These dark chocolate and sea salt cookies are the classier cousin of chocolate chip cookies. Dark chocolate gives them a rich, luxurious taste, and sea salt creates a'sweet-salty-I need more' loop!
Ingredient
– All purpose Flour– White Sugar – Golden Sugar – Egg– Butter– Vanilla – Dark Chocolate – Sea Salt
Direction
1
Beat the butter and sugars until pale and fluffy. This makes the butter lighter and aerated. This takes 2 minutes with my stand mixer. Beat in egg and vanilla.
2
Stir in flour, baking soda, and sea salt to make a smooth dough. The dough should be soft and sticky, not runny like batter.

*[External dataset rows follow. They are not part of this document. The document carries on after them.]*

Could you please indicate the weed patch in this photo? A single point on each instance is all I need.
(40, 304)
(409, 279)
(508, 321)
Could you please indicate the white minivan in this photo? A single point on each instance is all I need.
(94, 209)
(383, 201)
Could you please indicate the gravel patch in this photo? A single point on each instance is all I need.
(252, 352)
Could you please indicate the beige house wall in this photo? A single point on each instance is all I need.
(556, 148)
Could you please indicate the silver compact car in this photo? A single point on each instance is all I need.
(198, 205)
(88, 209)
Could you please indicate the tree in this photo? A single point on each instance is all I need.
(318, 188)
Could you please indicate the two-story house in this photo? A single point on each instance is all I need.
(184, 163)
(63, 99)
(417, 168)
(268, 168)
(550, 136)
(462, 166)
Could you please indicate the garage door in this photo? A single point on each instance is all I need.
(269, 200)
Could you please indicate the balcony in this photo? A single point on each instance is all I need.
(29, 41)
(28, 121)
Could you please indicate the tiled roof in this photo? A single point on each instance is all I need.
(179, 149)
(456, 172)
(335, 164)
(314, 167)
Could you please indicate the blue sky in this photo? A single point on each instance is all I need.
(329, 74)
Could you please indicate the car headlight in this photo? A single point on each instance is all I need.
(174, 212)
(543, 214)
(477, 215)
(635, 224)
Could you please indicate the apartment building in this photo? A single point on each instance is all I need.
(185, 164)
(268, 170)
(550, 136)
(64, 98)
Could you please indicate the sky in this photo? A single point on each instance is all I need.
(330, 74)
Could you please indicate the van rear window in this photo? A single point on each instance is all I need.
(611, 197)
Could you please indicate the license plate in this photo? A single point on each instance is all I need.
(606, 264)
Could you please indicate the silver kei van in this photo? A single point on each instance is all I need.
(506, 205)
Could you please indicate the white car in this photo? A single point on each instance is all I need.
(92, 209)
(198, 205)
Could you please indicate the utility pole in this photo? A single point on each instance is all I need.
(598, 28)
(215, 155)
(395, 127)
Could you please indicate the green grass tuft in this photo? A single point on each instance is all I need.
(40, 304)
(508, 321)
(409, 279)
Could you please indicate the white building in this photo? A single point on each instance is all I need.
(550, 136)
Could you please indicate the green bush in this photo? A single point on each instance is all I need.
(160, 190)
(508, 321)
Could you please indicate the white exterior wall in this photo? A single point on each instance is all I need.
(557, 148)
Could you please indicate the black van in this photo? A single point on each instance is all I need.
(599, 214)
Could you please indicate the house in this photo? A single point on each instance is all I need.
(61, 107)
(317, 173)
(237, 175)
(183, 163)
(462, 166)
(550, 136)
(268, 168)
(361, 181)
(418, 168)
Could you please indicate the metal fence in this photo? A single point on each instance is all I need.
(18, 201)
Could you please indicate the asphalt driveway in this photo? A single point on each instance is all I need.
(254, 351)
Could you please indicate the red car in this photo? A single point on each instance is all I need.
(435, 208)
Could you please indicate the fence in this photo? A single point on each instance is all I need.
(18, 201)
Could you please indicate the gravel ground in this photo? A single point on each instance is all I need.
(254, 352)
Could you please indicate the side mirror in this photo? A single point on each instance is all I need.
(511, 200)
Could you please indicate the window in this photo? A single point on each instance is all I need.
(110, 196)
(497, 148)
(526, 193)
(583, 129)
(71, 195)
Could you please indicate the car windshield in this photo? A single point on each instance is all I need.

Do not worry if it is too soft—it will stiffen in the fridge.
3
Add chocolate chips. Simply add premade chocolate chips or chunks. Cut a chocolate bar into 1cm chunks. If chopped too small, they will melt into the cookie dough while baking.
4
Refrigerate dough for 1 hour. See 'how long to chill cookie dough' below When ready to bake, remove cookie dough from the fridge, preheat oven to 350°F / 180°C and line cookie sheet with parchment paper.
5
Bake cookie dough balls on the sheet. You can use an ice cream scoop or a large spoon to roll the balls by hand. Leave space between cookie balls to allow spreading. Do not press or flatten the cookie dough.
6
Bake 12 minutes until golden or brown. Sprinkle sea salt immediately after removing from the oven. Let cool for 10 minutes before removing from cookie sheet.
7
Chill the cookie dough for an hour. If you can plan ahead, 24 hours is ideal chill time. Prevent cookie dough escape by covering. Take it out of the fridge and warm it while your oven pre-bakes to make it easier to scoop or form into balls.